Echoes of War. Postmemory and the Haunting of the Past in Nora Okja Keller’s Comfort Woman (1997)
DOI:
https://doi.org/10.60923/issn.2785-3233/25808Keywords:
Trauma, Postmemory, comfort women, Historical Fiction, HauntingAbstract
Linda Hutcheon’s critical response offers contemporary authors an opportunity to reimagine history through the postmodern concept of historiographic metafiction, which explores the past as not one original truth but as “plural truths” (Hutcheon 1998: 109) that can be reinterpreted. Consequently, this approach enables marginalised voices, those often omitted from official record, to reclaim their narrative authority in order to represent their lived experiences. Building on this foundation, scholars use Marianne Hirsch’s theory of postmemory so as to counteract official and exclusionary versions of the past by examining how one generation transmits history and memory to the next, as it reflects on how memory functions as a mechanism for the survival of cultural material.

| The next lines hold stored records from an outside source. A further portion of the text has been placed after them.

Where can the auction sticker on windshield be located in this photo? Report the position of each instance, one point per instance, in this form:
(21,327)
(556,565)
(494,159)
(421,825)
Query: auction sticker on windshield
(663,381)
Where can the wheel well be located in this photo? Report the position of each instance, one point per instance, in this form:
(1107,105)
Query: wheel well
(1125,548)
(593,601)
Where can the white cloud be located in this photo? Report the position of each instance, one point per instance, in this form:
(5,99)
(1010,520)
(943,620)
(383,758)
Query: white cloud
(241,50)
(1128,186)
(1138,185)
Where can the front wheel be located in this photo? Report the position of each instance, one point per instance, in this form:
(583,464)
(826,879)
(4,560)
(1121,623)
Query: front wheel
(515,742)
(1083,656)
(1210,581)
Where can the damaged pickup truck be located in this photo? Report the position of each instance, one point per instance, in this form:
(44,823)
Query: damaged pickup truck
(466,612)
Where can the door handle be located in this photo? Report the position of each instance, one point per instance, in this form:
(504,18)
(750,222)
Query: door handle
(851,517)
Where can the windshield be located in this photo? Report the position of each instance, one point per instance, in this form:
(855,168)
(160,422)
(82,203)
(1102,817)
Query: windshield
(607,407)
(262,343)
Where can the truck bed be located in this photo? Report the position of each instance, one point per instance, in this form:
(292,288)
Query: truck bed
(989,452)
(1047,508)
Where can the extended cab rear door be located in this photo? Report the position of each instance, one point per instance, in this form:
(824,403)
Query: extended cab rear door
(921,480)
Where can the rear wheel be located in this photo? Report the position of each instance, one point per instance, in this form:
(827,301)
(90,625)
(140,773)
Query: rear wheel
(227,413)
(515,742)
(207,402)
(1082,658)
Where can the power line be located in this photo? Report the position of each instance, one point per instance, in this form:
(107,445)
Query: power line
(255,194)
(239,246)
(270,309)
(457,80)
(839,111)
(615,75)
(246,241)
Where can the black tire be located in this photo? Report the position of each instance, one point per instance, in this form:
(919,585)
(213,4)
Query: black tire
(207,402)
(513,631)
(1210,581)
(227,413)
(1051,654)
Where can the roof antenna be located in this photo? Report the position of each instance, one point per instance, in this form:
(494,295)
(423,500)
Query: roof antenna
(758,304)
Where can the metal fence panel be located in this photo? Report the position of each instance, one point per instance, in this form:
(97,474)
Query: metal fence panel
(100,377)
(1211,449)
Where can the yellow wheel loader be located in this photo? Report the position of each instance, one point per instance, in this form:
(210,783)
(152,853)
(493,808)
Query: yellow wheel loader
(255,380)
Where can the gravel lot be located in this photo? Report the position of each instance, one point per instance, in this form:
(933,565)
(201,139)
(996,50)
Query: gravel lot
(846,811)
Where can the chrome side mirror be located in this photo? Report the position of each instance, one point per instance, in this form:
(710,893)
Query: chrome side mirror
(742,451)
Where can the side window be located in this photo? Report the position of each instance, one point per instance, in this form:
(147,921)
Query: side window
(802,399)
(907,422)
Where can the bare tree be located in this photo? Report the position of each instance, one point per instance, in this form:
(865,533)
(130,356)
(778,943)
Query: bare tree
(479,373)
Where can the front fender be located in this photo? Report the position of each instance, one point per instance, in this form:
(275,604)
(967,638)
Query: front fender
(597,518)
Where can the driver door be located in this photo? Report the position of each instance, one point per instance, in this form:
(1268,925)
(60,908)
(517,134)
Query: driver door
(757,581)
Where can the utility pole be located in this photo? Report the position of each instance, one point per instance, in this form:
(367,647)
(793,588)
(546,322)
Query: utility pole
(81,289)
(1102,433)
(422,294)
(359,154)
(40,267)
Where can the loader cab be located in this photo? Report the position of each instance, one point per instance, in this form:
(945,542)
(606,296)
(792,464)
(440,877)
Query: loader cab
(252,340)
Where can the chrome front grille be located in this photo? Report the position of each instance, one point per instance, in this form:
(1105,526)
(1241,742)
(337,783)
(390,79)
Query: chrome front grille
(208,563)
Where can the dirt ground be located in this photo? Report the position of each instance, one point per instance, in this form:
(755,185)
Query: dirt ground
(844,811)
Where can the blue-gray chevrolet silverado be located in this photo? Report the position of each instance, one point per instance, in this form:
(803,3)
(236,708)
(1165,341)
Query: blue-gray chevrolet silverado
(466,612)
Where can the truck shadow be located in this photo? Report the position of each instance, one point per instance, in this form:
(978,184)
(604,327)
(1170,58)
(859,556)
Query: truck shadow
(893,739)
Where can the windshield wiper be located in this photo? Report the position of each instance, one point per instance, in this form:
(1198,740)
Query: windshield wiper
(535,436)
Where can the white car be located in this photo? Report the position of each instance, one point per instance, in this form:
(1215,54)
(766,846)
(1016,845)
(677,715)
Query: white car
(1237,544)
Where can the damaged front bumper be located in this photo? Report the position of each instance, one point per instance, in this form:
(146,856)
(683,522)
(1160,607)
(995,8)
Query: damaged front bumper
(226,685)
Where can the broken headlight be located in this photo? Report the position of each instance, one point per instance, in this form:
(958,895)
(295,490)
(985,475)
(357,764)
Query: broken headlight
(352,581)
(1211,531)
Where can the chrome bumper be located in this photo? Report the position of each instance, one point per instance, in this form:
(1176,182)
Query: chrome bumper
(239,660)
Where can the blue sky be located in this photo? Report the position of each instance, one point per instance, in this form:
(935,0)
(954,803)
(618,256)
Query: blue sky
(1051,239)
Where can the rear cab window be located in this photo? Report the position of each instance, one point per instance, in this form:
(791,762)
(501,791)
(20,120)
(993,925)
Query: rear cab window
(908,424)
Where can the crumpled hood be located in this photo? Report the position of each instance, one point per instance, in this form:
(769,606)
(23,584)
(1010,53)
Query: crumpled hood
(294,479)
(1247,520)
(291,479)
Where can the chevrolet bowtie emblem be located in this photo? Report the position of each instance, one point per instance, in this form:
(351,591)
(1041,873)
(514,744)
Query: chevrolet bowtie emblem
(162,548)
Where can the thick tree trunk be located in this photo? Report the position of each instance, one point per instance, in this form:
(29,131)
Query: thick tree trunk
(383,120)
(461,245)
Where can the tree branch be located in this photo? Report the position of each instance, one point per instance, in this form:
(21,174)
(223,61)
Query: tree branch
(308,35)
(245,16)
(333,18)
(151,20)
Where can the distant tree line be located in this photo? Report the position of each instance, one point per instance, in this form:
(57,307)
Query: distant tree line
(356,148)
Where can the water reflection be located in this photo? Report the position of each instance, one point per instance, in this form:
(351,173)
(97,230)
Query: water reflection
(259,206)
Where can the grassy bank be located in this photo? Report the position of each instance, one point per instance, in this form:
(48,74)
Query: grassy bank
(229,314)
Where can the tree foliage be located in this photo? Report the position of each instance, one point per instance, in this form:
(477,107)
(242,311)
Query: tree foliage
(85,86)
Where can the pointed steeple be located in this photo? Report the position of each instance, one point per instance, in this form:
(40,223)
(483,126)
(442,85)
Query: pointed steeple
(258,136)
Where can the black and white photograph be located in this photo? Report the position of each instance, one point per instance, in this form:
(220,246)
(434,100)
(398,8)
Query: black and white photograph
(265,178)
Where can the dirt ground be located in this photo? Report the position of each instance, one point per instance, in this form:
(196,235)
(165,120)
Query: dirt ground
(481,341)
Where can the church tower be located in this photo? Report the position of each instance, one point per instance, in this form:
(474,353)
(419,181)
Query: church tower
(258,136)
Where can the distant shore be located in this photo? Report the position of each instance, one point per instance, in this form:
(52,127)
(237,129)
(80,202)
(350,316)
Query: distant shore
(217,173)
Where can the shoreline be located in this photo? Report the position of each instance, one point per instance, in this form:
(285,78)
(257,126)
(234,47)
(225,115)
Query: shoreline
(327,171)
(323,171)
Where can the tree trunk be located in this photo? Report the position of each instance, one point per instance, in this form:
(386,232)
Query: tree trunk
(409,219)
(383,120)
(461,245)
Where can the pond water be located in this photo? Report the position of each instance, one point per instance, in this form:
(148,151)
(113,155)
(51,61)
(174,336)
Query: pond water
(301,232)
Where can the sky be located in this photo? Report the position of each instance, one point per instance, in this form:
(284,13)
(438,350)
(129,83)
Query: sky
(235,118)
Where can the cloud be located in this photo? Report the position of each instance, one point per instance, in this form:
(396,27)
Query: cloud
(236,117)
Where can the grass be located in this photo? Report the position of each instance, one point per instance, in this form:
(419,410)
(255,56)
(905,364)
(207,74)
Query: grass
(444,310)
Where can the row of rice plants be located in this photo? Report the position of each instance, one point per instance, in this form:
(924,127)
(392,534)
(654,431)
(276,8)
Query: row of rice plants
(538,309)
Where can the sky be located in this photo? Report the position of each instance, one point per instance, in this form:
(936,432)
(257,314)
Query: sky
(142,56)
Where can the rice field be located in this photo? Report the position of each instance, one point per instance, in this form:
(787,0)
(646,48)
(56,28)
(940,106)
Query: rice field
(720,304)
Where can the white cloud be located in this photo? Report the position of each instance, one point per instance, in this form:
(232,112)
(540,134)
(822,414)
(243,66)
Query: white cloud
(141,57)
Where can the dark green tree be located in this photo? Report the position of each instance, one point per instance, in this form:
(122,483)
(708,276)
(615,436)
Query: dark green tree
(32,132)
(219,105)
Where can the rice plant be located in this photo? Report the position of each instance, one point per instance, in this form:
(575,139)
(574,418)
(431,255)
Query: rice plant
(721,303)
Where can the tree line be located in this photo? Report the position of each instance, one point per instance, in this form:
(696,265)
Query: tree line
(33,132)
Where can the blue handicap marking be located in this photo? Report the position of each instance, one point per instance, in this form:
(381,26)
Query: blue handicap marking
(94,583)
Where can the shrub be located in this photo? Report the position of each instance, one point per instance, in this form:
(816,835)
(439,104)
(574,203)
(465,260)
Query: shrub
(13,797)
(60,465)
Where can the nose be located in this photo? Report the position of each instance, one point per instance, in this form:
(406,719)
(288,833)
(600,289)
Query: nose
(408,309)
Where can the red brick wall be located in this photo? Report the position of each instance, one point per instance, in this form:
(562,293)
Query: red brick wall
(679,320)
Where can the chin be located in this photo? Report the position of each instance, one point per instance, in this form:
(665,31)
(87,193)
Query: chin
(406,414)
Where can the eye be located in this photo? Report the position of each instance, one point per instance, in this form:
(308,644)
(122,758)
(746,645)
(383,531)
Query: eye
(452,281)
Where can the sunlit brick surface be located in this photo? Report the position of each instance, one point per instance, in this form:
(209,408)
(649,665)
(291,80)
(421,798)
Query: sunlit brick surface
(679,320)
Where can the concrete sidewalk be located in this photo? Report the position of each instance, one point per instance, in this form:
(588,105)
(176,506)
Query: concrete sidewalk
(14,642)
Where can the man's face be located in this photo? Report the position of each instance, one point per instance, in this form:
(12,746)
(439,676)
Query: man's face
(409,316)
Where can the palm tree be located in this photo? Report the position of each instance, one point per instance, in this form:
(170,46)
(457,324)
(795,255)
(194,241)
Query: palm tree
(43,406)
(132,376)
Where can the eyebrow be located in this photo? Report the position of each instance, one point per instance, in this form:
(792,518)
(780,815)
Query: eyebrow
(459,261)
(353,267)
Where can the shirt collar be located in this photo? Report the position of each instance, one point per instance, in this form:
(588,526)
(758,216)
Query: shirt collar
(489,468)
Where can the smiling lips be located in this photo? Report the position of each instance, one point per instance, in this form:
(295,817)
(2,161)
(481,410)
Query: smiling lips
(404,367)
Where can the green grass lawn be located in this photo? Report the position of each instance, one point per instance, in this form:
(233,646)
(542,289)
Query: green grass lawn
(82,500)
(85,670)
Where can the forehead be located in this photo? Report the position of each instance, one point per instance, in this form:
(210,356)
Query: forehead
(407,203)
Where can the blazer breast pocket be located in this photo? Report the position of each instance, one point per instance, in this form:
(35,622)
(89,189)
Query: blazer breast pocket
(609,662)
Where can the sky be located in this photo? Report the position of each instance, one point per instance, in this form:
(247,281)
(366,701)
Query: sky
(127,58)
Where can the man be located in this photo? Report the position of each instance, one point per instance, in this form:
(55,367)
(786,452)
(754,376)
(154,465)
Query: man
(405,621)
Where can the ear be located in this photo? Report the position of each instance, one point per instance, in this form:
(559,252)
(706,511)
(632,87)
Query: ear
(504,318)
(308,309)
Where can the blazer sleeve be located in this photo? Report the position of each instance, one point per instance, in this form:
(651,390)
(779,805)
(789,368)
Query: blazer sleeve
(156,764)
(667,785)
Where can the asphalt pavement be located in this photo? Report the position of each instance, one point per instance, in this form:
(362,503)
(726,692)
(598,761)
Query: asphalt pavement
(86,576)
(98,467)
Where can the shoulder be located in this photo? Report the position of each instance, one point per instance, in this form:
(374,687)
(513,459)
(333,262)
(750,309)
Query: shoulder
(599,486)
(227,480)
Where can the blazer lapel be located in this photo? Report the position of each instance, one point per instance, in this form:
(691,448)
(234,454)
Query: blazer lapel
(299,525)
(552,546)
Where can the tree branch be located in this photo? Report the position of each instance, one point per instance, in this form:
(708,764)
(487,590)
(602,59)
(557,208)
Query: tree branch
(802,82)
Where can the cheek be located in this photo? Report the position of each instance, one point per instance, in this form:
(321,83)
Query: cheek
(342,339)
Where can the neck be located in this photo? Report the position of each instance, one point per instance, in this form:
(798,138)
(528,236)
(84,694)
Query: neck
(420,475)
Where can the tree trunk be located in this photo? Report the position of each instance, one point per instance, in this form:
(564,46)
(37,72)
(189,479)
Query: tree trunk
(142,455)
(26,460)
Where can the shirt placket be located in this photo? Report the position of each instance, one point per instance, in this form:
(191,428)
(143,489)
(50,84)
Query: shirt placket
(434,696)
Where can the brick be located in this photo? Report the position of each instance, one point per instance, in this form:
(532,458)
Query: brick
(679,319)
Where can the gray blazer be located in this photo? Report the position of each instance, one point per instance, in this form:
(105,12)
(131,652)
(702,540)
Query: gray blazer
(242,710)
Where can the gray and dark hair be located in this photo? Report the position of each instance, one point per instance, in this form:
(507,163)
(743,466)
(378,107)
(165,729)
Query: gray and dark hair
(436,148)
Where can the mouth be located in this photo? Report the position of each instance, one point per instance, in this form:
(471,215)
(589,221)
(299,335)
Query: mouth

These ideas converge in Nora Okja Keller’s novel Comfort Woman (1997), which centres on the story of a former Korean woman, Akiko, forced into sexual slavery through the Japanese Occupation in Korea, her country’s intervention in the Pacific War. Through an intergenerational dialogue, Keller does not only offer the fragmented history of Akiko, but also the perspective of her daughter, Beccah, who inherits her mother’s cryptic and disorienting memories that shape her personality, her life, and her own trauma. The main objective of this article, hence, will focus on the historical representation of a war-time period from a memory that is damaged and abused, while also emphasizing the role of the mother-daughter relationship. Moreover, this research will also accentuate the importance of absenteeism, silence, and cryptic phantoms as a metaphoric representation for repression and resistance.